Department of Pharmacology, University of California, San Diego, La Jolla, CA 92093, USA.
Trends Cardiovasc Med. 1992 Nov-Dec;2(6):209-14. doi: 10.1016/1050-1738(92)90026-O.
Hokin and Hokin were the first to demonstrate that tissue inositol phospholipid (phosphoinositide, PI) turnover was increased by hormone treatment. Twenty years later, Michell published a seminal review in which he suggested a relationship between stimulated inositol phospholipid metabolism and Ca(2+) mobilization. The biochemical link between these two events was subsequently identified by Berridge and colleagues as inositol trisphosphate (InsP(3)), a Ca(2+)-mobilizing ligand that is formed by the breakdown of phosphatidylinositol bisphosphate (PIP(2)). The other product of inositol phospholipid hydrolysis, diacylglycerol, activates a Ca(2+)-sensitive phospholipid-dependent protein kinase, protein kinase C, which has been considered as a potential regulator of cardiac ion channels, inotropic state, and gene expression. This review summarizes our current state of knowledge concerning the formation of phosphoinositide-generated second messengers in cardiac cells and their potential role in mediating functional responses in the myocardium.
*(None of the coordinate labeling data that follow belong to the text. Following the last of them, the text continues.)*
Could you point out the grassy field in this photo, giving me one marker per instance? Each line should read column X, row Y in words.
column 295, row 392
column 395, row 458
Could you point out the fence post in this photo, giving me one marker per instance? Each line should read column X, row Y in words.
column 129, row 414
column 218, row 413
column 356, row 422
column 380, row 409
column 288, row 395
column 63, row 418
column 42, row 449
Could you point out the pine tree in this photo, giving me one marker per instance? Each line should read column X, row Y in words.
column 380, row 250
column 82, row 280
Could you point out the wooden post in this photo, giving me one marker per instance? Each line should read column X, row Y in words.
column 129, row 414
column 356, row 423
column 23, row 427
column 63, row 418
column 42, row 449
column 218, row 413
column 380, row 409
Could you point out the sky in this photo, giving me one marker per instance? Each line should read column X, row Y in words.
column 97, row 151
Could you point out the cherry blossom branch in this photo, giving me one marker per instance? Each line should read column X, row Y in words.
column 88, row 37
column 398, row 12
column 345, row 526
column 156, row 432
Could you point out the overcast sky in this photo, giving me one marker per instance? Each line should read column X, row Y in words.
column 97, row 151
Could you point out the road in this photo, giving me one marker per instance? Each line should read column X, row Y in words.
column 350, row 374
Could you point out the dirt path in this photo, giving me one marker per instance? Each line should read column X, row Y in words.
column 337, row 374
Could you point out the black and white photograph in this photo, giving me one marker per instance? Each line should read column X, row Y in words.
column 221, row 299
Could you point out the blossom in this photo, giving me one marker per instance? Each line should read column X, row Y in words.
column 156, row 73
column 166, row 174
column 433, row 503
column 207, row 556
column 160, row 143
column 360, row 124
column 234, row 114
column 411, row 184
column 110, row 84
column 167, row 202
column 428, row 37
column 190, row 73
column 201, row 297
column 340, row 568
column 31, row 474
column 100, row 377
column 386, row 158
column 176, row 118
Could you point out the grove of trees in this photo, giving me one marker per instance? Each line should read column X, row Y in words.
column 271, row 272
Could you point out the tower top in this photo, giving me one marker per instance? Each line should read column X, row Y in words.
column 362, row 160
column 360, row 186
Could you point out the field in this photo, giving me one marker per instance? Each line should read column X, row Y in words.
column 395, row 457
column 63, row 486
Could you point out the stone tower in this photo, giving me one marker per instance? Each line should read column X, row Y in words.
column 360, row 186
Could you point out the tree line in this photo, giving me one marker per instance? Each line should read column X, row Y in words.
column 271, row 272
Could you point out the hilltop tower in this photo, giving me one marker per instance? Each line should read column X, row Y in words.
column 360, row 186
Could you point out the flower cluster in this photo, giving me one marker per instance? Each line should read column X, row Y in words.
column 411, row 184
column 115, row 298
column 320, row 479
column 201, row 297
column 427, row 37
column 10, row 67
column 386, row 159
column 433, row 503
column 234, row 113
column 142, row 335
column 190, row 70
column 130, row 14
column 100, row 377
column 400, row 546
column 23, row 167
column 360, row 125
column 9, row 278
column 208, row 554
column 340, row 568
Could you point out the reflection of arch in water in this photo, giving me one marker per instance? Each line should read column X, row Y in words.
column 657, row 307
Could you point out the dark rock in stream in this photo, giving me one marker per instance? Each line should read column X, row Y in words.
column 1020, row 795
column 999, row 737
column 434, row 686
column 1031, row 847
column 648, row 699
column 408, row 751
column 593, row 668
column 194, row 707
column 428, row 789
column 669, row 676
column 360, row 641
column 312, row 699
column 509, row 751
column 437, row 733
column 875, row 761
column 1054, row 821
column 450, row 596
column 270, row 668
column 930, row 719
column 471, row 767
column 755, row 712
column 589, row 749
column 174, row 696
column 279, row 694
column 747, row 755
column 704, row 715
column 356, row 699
霍金和霍金是最早证明激素处理会增加组织肌醇磷脂(磷脂酰肌醇,PI)转化的人。20 年后,米歇尔发表了一篇重要的综述,他在综述中提出了受刺激的肌醇磷脂代谢与 Ca(2+)动员之间的关系。随后,贝里奇德和同事们确定了这两个事件之间的生化联系,即肌醇三磷酸(InsP(3)),这是一种由磷脂酰肌醇双磷酸(PIP(2))分解形成的 Ca(2+)动员配体。肌醇磷脂水解的另一种产物,二酰基甘油,激活了一种 Ca(2+)敏感的磷脂依赖性蛋白激酶,蛋白激酶 C,它被认为是心脏离子通道、变力状态和基因表达的潜在调节剂。这篇综述总结了我们目前对心脏细胞中磷酸肌醇生成的第二信使的形成及其在介导心肌功能反应中的潜在作用的了解。